D’un côté, il y a un sondage d’Orbitz qui rapporte que 63% des gens paieraient davantage pour rester dans un hôtel «vert» et que 67% accordent de l’importance à l’«eco-friendliness» d’une destination. De l’autre, un sondage de Starwood souligne que la plupart des Américains laissent leurs bonnes habitudes environnementales à la porte de l’hôtel, car 70% des gens qui voyagent fréquemment affirment ne pas gaspiller l’eau à la maison alors qu’à l’hôtel ce pourcentage baisse à 18. D’un côté, le respect de l’environnement fait maintenant partie des représentations contemporaines et, de l’autre, on associe les vacances à liberté et absence de contraintes et, par conséquent, les beaux principes et les bonnes habitudes prennent eux aussi le chemin des vacances.
On observe l’ouverture et l’engagement du consommateur envers les conditions environnementales. Cependant, l’attitude positive du touriste envers les écolabels n’est pas garante d’un comportement environnemental responsable.
«Les certifications ont le potentiel de contribuer de manière modeste à relever un défi de taille, celui de changer les pratiques des organisations et les habitudes de consommation des touristes.» (Marie-France Turcotte – voir source ci-dessous.) Alors, le débat est-il de savoir si le voyageur achète un produit sous prétexte qu’il est certifié ou s’il faut se responsabiliser en tant que voyageur, qu’entreprise et qu’acteurs sociaux? Les deux assurément.
Avec la croissance des certifications, on finira probablement par se poser la même question que pour les canaux de distribution: à laquelle doit-on adhérer pour améliorer son positionnement dans le merveilleux monde de la concurrence, pour obtenir davantage de visibilité et devenir l’heureux élu du consommateur? Stratèges, à vos marques!
Sources:
– Boyd, Christopher. «Green Hotels Are Cleaning Up – Embracing an Eco-friendly Philosophy Resonates with Tourists», The Orlando Sentinel, 9 juillet 2007.
– Breaking Travel News. «Survey: US Travelers Stress Eco-friendly Travel», 12 avril 2007.
– Delisle, Marie-Andrée et Louis Jolin. «Un autre tourisme est-il possible?», Presses de l’Université du Québec, 2007, 144 pages.

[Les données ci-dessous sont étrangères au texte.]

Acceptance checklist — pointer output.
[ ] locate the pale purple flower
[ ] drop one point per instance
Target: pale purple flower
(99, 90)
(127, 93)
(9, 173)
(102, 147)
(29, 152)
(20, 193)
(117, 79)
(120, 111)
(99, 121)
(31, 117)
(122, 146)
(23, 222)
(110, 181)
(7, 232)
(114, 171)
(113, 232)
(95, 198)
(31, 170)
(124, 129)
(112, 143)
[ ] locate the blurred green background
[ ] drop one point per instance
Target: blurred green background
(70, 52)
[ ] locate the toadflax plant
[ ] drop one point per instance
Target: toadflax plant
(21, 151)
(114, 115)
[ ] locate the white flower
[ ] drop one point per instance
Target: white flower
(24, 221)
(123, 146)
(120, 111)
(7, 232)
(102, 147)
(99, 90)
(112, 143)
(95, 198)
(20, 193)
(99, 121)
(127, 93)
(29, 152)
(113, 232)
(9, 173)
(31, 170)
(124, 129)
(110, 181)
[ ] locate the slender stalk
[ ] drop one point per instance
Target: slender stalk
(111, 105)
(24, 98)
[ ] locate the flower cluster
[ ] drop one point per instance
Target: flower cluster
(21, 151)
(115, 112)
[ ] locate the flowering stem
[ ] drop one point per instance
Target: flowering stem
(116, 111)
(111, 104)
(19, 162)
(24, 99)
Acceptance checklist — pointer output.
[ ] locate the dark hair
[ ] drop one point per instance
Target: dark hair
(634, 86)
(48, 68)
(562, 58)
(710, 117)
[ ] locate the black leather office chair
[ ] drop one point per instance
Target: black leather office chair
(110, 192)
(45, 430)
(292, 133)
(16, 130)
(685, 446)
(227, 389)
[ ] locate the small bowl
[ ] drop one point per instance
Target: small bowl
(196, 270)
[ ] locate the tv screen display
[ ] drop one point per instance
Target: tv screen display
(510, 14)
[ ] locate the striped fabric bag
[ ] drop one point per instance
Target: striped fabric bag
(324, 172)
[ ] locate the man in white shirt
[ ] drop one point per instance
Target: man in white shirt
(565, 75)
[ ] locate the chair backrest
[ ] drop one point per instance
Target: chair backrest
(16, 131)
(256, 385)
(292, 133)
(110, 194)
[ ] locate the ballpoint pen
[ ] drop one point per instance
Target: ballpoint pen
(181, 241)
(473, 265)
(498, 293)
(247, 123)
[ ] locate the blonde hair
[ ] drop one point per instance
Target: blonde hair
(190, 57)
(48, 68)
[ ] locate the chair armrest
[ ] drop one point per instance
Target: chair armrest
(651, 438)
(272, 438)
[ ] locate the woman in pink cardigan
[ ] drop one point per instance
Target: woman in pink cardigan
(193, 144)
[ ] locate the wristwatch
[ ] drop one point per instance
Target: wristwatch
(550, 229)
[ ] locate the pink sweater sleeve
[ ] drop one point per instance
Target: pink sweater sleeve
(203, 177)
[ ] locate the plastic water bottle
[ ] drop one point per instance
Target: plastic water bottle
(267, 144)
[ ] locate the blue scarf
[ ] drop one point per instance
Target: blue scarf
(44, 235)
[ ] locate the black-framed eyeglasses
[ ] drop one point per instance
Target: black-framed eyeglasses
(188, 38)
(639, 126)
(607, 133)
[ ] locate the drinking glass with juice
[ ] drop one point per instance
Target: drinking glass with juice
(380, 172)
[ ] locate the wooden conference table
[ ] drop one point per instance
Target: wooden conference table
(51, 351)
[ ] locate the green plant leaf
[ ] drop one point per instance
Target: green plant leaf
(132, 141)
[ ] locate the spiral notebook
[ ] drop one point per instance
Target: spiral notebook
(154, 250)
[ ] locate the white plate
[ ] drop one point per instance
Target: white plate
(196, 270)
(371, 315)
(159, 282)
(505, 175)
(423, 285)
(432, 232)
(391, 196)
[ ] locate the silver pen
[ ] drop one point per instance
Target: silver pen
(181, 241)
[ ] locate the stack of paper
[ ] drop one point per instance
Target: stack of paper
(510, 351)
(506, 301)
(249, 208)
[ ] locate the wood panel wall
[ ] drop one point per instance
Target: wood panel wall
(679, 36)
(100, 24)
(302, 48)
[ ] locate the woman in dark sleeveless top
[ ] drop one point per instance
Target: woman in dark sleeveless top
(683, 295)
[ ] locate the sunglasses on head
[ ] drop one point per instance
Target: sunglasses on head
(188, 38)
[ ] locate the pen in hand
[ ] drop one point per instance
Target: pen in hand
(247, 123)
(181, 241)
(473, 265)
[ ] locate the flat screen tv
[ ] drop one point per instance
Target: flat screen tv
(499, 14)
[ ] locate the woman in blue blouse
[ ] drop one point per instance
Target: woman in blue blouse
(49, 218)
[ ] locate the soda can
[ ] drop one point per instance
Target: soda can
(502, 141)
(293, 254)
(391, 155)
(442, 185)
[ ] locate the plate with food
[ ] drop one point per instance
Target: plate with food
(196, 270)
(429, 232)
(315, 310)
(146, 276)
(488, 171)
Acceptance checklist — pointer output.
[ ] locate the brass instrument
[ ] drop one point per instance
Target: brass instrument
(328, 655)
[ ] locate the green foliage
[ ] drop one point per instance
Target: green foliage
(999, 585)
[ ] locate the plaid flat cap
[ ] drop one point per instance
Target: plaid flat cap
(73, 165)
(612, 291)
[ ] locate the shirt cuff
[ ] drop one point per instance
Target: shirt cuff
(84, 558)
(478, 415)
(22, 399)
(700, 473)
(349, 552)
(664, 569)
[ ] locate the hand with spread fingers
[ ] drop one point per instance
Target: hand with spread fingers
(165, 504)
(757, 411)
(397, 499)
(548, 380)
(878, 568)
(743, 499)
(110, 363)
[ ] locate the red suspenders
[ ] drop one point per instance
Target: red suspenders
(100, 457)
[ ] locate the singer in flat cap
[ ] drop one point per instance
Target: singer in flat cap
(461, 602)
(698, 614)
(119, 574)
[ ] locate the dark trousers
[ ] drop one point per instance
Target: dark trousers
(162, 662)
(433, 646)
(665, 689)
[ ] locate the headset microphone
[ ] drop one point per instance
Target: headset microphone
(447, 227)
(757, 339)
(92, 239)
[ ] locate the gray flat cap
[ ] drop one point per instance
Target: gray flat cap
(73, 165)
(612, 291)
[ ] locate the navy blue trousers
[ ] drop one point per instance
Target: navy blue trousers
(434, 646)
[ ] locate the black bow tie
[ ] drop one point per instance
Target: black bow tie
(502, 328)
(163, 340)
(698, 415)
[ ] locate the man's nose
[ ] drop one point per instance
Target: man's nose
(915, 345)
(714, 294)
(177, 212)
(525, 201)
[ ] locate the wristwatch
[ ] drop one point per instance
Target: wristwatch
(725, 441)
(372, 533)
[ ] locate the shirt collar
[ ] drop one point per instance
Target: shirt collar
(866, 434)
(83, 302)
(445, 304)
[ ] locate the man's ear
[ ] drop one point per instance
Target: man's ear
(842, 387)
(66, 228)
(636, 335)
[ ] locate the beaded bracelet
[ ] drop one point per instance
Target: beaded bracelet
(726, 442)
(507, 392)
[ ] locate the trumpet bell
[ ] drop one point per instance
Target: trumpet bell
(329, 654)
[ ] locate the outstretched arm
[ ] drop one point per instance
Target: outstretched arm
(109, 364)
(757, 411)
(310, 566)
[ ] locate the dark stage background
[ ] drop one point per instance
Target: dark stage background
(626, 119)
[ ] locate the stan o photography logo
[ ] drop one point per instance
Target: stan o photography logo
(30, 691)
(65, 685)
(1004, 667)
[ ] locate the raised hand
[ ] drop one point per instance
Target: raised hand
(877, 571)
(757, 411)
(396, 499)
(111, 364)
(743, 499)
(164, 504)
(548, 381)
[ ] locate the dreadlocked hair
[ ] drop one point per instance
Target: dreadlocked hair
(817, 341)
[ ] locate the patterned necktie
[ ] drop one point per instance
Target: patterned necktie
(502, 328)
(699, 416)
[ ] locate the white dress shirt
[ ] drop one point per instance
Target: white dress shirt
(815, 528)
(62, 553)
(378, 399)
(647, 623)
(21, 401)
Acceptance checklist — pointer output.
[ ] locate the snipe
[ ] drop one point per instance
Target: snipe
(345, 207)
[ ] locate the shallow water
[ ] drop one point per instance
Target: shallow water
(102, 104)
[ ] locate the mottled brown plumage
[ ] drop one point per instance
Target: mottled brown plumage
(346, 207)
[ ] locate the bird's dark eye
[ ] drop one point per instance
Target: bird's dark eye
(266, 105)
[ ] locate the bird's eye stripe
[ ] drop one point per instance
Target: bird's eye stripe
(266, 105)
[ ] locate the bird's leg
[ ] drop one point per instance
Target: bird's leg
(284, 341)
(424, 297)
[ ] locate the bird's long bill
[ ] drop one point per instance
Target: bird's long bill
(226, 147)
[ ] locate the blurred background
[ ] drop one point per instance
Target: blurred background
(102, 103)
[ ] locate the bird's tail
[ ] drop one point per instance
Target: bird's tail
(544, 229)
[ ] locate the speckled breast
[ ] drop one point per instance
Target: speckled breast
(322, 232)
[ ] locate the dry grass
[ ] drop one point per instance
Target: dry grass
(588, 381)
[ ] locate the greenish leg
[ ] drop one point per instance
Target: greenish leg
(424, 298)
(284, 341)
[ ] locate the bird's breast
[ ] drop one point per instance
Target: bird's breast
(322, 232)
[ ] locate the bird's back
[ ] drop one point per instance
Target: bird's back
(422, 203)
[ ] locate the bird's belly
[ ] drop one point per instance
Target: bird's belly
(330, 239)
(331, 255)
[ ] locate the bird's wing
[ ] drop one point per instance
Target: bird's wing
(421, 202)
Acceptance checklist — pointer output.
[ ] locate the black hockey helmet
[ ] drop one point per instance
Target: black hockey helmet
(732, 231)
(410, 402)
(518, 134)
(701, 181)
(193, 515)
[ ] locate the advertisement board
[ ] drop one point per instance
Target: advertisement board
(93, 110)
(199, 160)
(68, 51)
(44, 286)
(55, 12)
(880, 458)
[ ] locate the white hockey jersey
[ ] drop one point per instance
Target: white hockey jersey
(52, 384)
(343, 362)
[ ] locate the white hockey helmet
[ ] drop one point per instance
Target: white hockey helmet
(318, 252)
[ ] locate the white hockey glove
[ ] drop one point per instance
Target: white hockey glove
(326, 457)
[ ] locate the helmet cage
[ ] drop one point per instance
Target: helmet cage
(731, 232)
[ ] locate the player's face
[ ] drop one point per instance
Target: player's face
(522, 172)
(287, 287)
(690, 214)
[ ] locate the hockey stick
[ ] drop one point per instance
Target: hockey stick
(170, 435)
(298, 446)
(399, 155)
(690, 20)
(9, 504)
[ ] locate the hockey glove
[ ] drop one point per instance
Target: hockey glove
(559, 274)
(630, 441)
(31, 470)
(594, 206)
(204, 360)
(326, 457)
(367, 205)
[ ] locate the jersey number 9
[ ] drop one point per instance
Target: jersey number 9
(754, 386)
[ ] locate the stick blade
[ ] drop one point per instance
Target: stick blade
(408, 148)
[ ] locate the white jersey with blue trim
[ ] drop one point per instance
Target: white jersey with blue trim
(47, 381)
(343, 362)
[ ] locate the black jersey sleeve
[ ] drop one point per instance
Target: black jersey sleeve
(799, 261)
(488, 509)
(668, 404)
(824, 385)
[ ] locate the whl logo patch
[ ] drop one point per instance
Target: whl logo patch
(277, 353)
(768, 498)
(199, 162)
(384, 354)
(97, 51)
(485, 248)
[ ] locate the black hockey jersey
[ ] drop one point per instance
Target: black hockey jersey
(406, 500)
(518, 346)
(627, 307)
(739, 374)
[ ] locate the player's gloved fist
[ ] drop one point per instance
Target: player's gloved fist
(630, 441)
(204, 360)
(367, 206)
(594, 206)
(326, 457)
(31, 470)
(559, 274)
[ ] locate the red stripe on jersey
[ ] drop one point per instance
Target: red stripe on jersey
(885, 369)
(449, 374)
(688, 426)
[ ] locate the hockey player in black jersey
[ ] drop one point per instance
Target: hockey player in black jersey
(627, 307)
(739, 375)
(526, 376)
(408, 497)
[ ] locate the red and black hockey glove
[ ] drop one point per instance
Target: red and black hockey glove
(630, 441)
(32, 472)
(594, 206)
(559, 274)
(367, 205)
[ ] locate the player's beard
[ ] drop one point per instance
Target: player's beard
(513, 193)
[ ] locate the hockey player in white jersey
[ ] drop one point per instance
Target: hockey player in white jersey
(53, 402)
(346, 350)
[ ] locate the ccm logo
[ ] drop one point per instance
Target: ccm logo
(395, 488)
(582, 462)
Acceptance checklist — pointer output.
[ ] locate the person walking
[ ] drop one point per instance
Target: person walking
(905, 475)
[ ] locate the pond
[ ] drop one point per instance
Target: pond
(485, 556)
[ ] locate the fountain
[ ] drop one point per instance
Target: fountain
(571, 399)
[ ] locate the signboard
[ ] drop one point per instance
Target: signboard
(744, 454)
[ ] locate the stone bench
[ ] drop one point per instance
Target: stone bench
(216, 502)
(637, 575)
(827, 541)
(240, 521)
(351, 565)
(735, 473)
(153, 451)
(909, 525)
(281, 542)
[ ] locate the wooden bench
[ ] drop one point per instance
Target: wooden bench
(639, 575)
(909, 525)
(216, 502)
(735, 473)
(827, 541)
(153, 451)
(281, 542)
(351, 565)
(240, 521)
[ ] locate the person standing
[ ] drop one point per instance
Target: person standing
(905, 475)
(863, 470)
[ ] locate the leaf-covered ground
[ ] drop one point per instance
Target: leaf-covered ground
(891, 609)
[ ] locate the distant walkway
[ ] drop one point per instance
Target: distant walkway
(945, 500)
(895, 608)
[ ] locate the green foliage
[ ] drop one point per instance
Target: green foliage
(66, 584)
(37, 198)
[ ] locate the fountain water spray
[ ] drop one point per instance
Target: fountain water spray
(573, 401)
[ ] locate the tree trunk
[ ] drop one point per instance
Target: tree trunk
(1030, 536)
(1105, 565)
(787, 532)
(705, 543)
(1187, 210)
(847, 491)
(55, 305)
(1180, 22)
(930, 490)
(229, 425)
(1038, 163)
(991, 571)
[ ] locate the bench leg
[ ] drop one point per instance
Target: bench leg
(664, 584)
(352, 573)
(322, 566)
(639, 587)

– ehotelier.com. «Survey: Most Americans Drop their Green Habits when They Check-in to Hotels», 10 juillet 2007.
– Le Figaro.fr. «Vers une liste du «Patrimoine de l’Europe»», 22 mai 2006.
– Hotel News Resource. «As Hotels Focus on Environmentally Friendly Programs, Awareness among Hotel Guests Lags», 24 juillet, 2007.
– Hotel News Resource. «Leaving Home often Means Leaving Green Routines behind according to New Survey from Element Hotels», 10 juillet 2007.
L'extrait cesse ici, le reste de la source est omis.